I started out, as do most from the South, indoctrinated in Protestant based Christian teachings. I rejected that early on as completely contrary to the world around me. So I turned to science, some of which made sense, much of which seemed short sighted and overly restrictive. Then I turned to philosophy...I fell asleep nearly smothered by the book on my face. Eventually, I returned to a more liberated spirituality. A more open and investigative spirituality. I suppose I became a seeker of sorts. Through chance encounters and very deliberate experience, I found some things that worked, some that made sense, but generally I found a group of people left very much wanting. I've spent much of the last few years lingering on the outer boundaries of this community left wanting, but that may have finally changed.
I seem to have, in fits and starts over the last two years, come upon something which answers more questions than anything before. At the same time, it does something much more important than simply answering questions...it actually feels correct. Not forced. Not almost a good fit, which I might be able to squeeze my spirituality into if I hold my breath just right. This time, I may have found the thing that is right, because it is telling me a story I already knew.

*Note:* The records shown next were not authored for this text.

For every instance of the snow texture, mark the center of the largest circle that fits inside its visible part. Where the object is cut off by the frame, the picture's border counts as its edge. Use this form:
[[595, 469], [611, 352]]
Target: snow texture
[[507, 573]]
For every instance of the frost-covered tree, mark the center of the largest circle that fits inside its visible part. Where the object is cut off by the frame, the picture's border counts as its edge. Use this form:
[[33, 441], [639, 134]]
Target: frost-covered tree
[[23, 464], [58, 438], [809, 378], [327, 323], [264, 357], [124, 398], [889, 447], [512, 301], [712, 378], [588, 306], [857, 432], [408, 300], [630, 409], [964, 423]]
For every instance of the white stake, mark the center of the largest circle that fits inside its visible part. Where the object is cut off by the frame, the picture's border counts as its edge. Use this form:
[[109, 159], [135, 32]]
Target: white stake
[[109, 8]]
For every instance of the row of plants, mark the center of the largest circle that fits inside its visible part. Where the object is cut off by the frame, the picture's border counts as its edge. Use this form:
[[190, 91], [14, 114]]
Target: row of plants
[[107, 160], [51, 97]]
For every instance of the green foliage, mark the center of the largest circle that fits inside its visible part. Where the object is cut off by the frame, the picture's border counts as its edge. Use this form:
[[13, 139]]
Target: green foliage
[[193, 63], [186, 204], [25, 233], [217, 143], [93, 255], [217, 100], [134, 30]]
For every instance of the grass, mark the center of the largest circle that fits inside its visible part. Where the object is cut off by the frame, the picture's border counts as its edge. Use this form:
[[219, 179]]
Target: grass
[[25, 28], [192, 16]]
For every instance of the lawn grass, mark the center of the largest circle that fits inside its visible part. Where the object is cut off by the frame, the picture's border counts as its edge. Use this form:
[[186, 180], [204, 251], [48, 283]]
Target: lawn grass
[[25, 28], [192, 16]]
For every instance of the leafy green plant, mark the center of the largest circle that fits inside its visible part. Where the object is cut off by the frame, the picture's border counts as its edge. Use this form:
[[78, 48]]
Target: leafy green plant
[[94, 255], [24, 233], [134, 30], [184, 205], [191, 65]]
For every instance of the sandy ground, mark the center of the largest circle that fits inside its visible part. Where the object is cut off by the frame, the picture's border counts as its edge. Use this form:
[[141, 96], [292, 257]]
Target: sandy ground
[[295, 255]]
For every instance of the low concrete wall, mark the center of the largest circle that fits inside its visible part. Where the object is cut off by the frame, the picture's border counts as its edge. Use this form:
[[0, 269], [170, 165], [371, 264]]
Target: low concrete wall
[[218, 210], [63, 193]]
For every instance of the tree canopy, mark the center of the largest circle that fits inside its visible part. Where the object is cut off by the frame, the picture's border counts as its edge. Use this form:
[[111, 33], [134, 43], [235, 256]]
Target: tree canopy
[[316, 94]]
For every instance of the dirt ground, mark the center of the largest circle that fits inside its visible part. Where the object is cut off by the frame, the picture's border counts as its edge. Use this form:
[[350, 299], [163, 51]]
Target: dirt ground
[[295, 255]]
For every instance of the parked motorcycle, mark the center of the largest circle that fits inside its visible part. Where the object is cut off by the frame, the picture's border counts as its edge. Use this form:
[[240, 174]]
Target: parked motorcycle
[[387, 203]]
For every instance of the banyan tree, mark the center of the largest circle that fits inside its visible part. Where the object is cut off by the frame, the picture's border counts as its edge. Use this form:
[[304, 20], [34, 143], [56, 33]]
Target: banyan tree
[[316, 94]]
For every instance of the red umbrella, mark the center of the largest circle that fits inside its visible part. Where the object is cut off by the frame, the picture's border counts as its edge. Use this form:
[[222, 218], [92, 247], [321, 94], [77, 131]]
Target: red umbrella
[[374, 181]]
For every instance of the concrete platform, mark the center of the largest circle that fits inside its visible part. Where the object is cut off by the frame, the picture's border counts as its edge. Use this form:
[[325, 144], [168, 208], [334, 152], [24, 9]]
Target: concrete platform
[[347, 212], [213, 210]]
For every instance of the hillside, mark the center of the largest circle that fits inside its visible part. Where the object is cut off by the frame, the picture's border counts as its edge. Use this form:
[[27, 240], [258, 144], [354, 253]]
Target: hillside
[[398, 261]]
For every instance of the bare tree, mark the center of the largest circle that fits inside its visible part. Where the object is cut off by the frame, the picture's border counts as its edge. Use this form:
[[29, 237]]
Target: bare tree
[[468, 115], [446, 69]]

I have discovered...or more correctly...recognized the stories and "myths" of Gnosticism, to be those I've known as far back as my limited memory allows me to recall...maybe even a little further. From their belief that all is not right in the world and beyond, to the more personally accurate story of creation, "salvation" and beyond. Even to the very purpose and reason for our existence and that of the universes. It's less a recent discovery than it is a recalled memory.